"Ce ne sera pas la guerre civile mais ça pourrait y ressembler": pourquoi la crise du Covid-19 peut déclencher un conflit générationnel

FACE A VOUS - Les seniors et les plus jeunes, ont l'impression que chaque catégorie d'âge ne se rend pas compte des difficultés rencontrées par chacun. Vous étiez nombreux au 32.16 pour vous exprimer sur ce sujet.
La crise du Covid-19 va-t-elle à l'origine d'une guerre des générations? Plus d'un français sur deux (56%) craint un conflit de générations dans les mois qui viennent selon un sondage Odoxa pour Le Monde publié mardi.
Cette part monte même à 60% pour les 18-34 ans. Et alors que 94 % des décès du Covid-19 concernent des personnes de 65 ans ou plus, 7 français sur 10 de cette catégorie d'âge ont le sentiment que les plus jeunes ne se rendent pas compte des difficultés qu’ils rencontrent. Et à l'inverse, près de 6 jeunes sur 10, (57% des 18-34) en pensent autant à propos des plus âgés.
"On rate plein de choses sur notre vie"
C’est notamment le cas de Lila, qui évoque des journées qui se ressemblent, sans découverte et une jeunesse moins agréable que celle de ses parents, avec un sentiment de gâchis:
"Normalement on est censé sortir. Nos parents nous racontent ce qu’ils ont fait dans leur jeunesse et nous on n’a pas vraiment la chance de faire ça, c’est un peu dommage parce qu’on rate plein de choses sur notre vie".
Une envie de fête à laquelle succombe parfois Victor.
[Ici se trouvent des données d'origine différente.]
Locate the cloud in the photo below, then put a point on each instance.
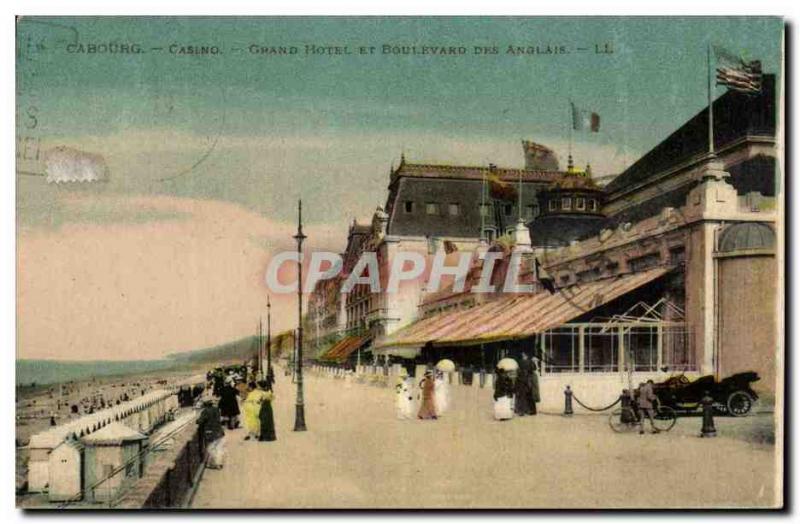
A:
(124, 291)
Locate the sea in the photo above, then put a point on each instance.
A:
(52, 371)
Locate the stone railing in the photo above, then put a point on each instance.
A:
(171, 478)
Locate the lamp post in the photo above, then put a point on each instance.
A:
(300, 418)
(269, 341)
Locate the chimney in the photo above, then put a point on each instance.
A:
(539, 157)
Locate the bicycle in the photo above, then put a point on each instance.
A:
(629, 418)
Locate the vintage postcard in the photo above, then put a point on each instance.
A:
(399, 262)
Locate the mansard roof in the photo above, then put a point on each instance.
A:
(736, 116)
(474, 172)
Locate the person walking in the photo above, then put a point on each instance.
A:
(266, 415)
(441, 393)
(251, 408)
(403, 396)
(645, 401)
(503, 396)
(534, 382)
(428, 408)
(229, 405)
(523, 399)
(210, 426)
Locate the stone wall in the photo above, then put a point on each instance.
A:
(171, 477)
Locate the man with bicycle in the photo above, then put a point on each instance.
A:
(645, 402)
Il vit chez ses parents qui ne voient pas forcément ses sorties d'un bon œil : "Ils me mettent en garde tout le temps, et ça créé des conflits".
Certaines personnes âgées comprennent ce manque, ils sont même 80% à penser que les jeunes sont les oubliés de la crise. A 90 ans, Simone compatit: "Ils sont jeunes ils ont envie de sortir et de tout faire, ils ont raison on aurait fait pareil à leur âge".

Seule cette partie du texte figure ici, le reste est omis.